The amazing thing was that this was not the first time General Lee encountered such a situation. During the Seven Days Battle in 1862, the Confederate army was pushing the Union away from the capital of Richmond and towards the James River. Towards the end of the week, the South reached Malvern Hill, where the North had a powerful defensive position in order to protect the flank as they retreated towards the river. General Lee, seeing an opportunity to split the Union army in two, charged across the farm fields into the Union cannons and infantry equipped with a new Civil War gun. They were easily repulsed with much loss of life. Fortunately for Lee, Union General George McClellan did not press the advantage and continued to retreat. But despite this painful loss, General Lee apparently did not learn his lesson when he ordered that famous charge across the fields of southern Pennsylvania. It took him a long time to realize that the new weapons used during the Civil War required a new way of fighting, since these new Civil War weapons were best utilized in different capacities.

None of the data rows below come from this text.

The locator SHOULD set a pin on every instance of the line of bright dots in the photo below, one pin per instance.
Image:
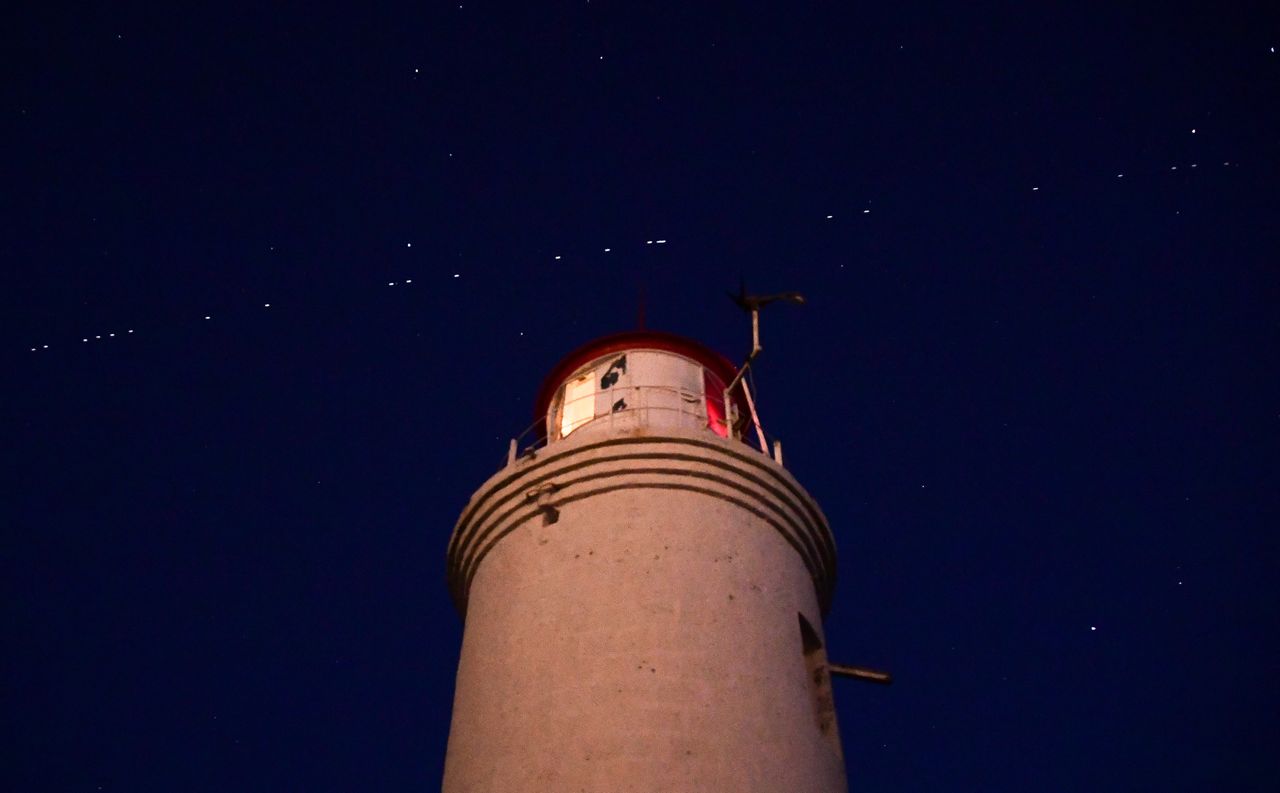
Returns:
(648, 242)
(406, 282)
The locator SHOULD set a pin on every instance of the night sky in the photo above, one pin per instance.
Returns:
(1034, 385)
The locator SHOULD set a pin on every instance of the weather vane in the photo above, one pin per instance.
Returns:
(752, 303)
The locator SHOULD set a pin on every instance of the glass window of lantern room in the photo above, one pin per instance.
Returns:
(673, 388)
(577, 403)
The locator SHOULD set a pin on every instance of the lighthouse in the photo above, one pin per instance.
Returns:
(641, 591)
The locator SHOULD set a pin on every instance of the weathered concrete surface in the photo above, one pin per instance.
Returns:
(631, 623)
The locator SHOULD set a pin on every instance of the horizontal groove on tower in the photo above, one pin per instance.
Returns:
(568, 472)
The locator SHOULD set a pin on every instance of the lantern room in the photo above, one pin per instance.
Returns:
(638, 380)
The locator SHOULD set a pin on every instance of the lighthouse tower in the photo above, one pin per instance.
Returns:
(641, 594)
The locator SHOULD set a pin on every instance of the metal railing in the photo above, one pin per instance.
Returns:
(636, 406)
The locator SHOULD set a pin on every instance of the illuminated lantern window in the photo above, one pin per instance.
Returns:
(638, 381)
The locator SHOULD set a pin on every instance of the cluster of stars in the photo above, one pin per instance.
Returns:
(406, 282)
(561, 256)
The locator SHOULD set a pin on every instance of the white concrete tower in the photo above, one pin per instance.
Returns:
(641, 595)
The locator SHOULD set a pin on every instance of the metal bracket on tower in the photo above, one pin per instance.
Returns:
(752, 303)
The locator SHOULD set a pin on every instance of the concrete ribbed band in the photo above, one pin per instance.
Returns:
(574, 470)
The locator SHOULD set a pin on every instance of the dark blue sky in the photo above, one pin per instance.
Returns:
(1036, 398)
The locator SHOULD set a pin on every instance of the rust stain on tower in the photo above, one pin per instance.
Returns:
(641, 594)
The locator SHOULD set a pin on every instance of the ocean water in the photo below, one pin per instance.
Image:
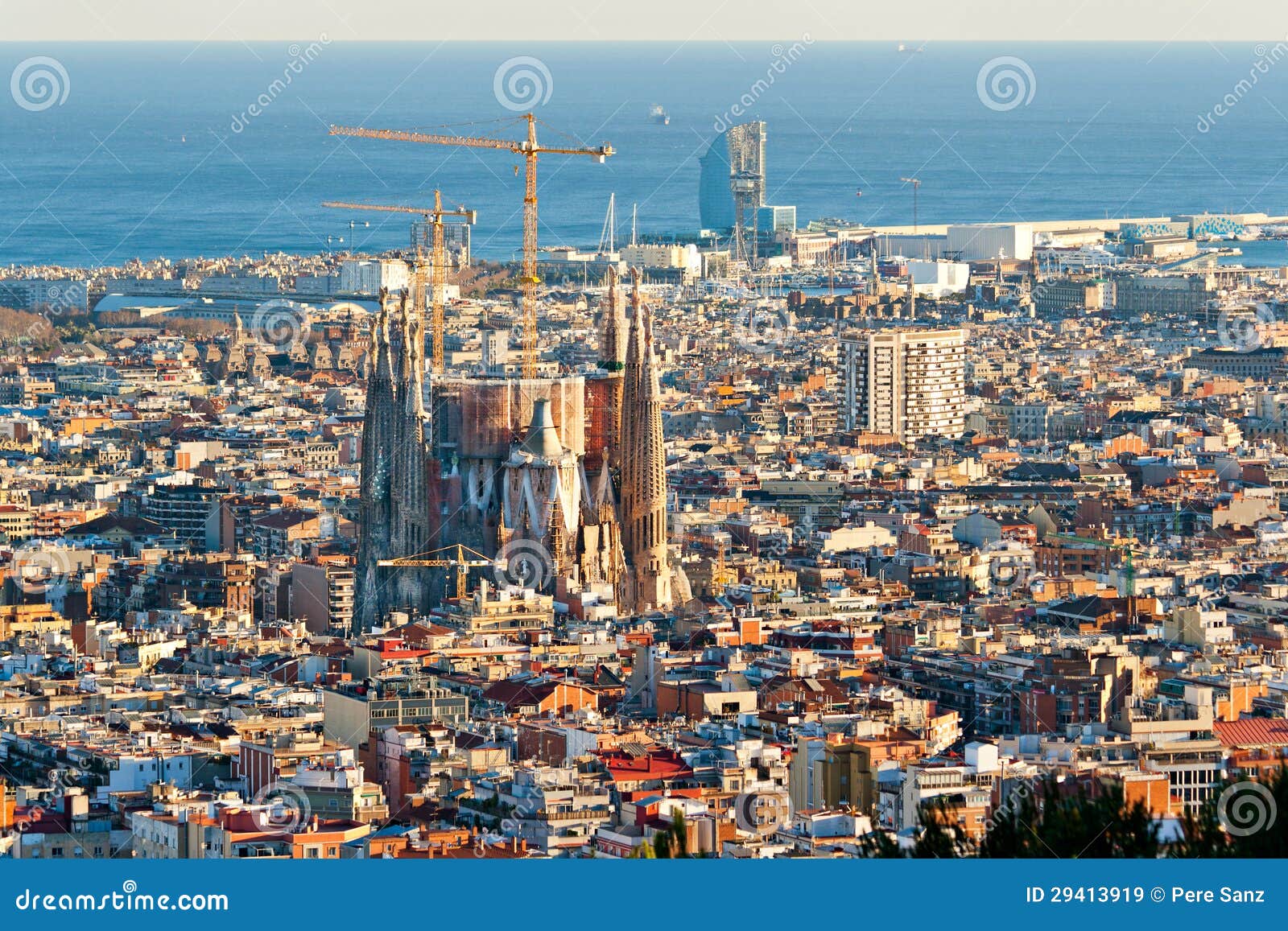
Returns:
(156, 148)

As the two sides slowly came to realize how unsuitable the old tactics were with the new weapons used during the Civil War, trench warfare became the standard tactic for protection from the enemy. Combined with the new Civil War weapons and cannons, frontal assaults became even more deadly. But by 1864, the Union was now led by General c. He was determined to use the North's numerical superiority to overwhelm the armies of Lee. And thus he continually attacked well-entrenched Confederate positions using the modern Civil War gun. He did achieve his goal of keeping the pressure on the South, but only at a tragic cost in lives lost. Perhaps the most devastating of these moments was at the battle of Cold Harbor, where an early morning assault on the morning of June 3 led to 7,000 Union casualties in less than a half-hour of fighting.
Napoleon 12-Pound gun
(In 1853, France introduced the Canon-obusier de 12, a 12-pounder capable of using either shells, shot or canisters. Napoleon cannon remained in service during the Victorian period seeing action in the American Civil War)
These casualties were further multiplied by the extensive use of cannons during the war. Although advances with cannons were not as far along as they were with the new Civil War gun, they were still extremely effective in countering frontal charges. Unlike the Civil War gun, most cannons used in the Civil War were still smoothbores, not rifled. The most popular of the Civil War artillery was definitely the Napoleon 12-Pound gun, named for the famous French general. These cannons could fire a variety of ammunition, depending upon the situation. Solid shot was a typical ammunition used to batter advancing enemy columns. Cannon shells, on the other hand, were exploding ordinance that was particularly effective against fortified units. But perhaps the most devastating of all artillery ammunition was the canister shot. This type of shell contained hundreds of miniature balls inside of it and could absolutely mow down advancing infantry units at close range. Artillery firing canister shells stopped many infantry charges during the Civil War.
There is no doubt that the weapons used during the Civil War, including the new Civil War gun and other Civil War weapons, led to a far more deadly type of warfare and a complete reevaluation of military tactics. The ultimate consequences was a civil war with 600,000 casualties and a country nearly torn apart in the process.